Angiogenesis is a multistep process and there is evidence that the angiogenic switch, defined as the point at which a tumor is able to induce the formation of new vessels, occurs very early during the carcinogenesis process with VEGF being a pivotal regulator of this event (15, 16). It thus appears plausible that chemoprevention may include inhibition of angiogenesis among its potential targets (33, 34).
Our results after a median follow-up time of 20.5 years show that 55% of subjects with NMIBC who participated in a chemoprevention trial of fenretinide have died, 35% of any cancer and 15% of invasive bladder cancer, supporting the notion that this is a high-risk group in whom effective preventive interventions are needed. Conventional clinical factors such as tumor stage and smoking habit were associated with a greater risk of death, in line with literature findings (35). Interestingly, we showed an intriguing trend to an association between circulating VEGF levels at baseline and death for bladder cancer inasmuch as all of the 6 subjects who died of bladder cancer had VEGF levels above the median value, and the half of them were in the top VEGF quintile. We showed a significant trend across ordered quintiles of VEGF with BCS only (P = 0.007), supporting a biologic link between angiogenesis and bladder carcinogenesis progression. More importantly, high circulating levels of VEGF also had an independent, statistically significant, prognostic effect on all mortality endpoints after adjustment for age, stage, and smoking habit. Specifically, VEGF level ≥350 pg/mL was the strongest predictor of BCS, although the small sample size precludes any firm conclusion, as reflected by the wide confidence interval of the estimate.
To our knowledge this is the first report showing a prognostic value of circulating VEGF levels in NMIBC, with not only OS but also cancer-specific survival and BCS as endpoints, thus linking a strong and validated angiogenesis biomarker to death for invasive bladder cancer.

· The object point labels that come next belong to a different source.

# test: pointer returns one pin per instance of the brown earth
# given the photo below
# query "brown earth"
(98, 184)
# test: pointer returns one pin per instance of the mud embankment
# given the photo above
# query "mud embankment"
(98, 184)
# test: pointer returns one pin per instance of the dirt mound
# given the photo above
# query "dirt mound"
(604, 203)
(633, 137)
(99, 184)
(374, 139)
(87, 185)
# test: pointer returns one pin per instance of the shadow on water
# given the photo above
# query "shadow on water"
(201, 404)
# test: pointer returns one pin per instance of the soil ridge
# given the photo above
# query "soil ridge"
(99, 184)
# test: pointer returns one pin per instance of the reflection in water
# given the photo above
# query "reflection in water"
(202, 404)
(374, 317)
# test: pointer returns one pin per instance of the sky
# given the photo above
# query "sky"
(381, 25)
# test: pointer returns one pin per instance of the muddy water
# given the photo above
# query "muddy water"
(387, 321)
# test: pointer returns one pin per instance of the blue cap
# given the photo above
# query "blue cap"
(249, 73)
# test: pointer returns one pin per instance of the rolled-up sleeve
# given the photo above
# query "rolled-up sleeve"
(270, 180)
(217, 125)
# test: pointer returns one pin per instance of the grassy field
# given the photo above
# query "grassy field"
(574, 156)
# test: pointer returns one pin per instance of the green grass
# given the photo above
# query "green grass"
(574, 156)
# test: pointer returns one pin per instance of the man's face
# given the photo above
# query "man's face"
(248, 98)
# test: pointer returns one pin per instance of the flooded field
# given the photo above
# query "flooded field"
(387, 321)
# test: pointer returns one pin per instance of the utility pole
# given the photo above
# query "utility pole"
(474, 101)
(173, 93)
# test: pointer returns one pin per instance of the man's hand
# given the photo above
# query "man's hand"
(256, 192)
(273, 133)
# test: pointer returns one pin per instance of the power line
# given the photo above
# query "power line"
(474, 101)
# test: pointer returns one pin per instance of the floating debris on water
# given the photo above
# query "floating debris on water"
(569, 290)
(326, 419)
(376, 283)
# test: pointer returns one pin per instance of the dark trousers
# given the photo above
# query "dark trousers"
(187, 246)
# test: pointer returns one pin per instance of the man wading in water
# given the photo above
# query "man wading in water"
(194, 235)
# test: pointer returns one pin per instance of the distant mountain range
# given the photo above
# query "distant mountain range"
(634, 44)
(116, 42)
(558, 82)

The role of VEGF in bladder carcinogenesis has extensively been studied, but results remain inconclusive. Higher urinary and serum VEGF levels have been associated with a greater risk of recurrence and progression to invasive cancer in NMIBC (18, 19). Furthermore, the degree of invasiveness of NMIBC have recently been linked to high levels of VEGF (20, 21), suggesting a relationship between VEGF and prognosis of NMIBC (22, 23), and a recent meta-analysis (36) of over 1,200 patients showed that elevated VEGF expression was significantly associated with poor prognosis, both in terms of OS (HR = 1.84; 95% CI, 1.23–2.76) and disease-free survival (HR = 1.50; 95% CI, 1.26–1.79).
A strength of our observation is the long-term follow-up and the source of data derived from a randomized clinical trial. Moreover, in contrast to other reports, in our study, circulating VEGF was determined in patients after TURB and therefore possibly unrelated to the papillary tumor burden. Thus, we hypothesize that high serum levels reflect the degree of field cancerization in the bladder and high serum VEGF may represent a biomarker of imbalance between proangiogenic and antiangiogenic factors, which may ultimately result in an angiogenic switch toward proliferation of endothelial cells and the development of a neoplastic phenotype. Additional studies are necessary to confirm our exploratory finding. As for the significant decrease of VEGF levels 1 year apart, we have no ready explanation for this, except for a regression to the mean phenomenon rather than an a real biologic effect associated with the prolonged interval from initial TURB or an analytical artifact.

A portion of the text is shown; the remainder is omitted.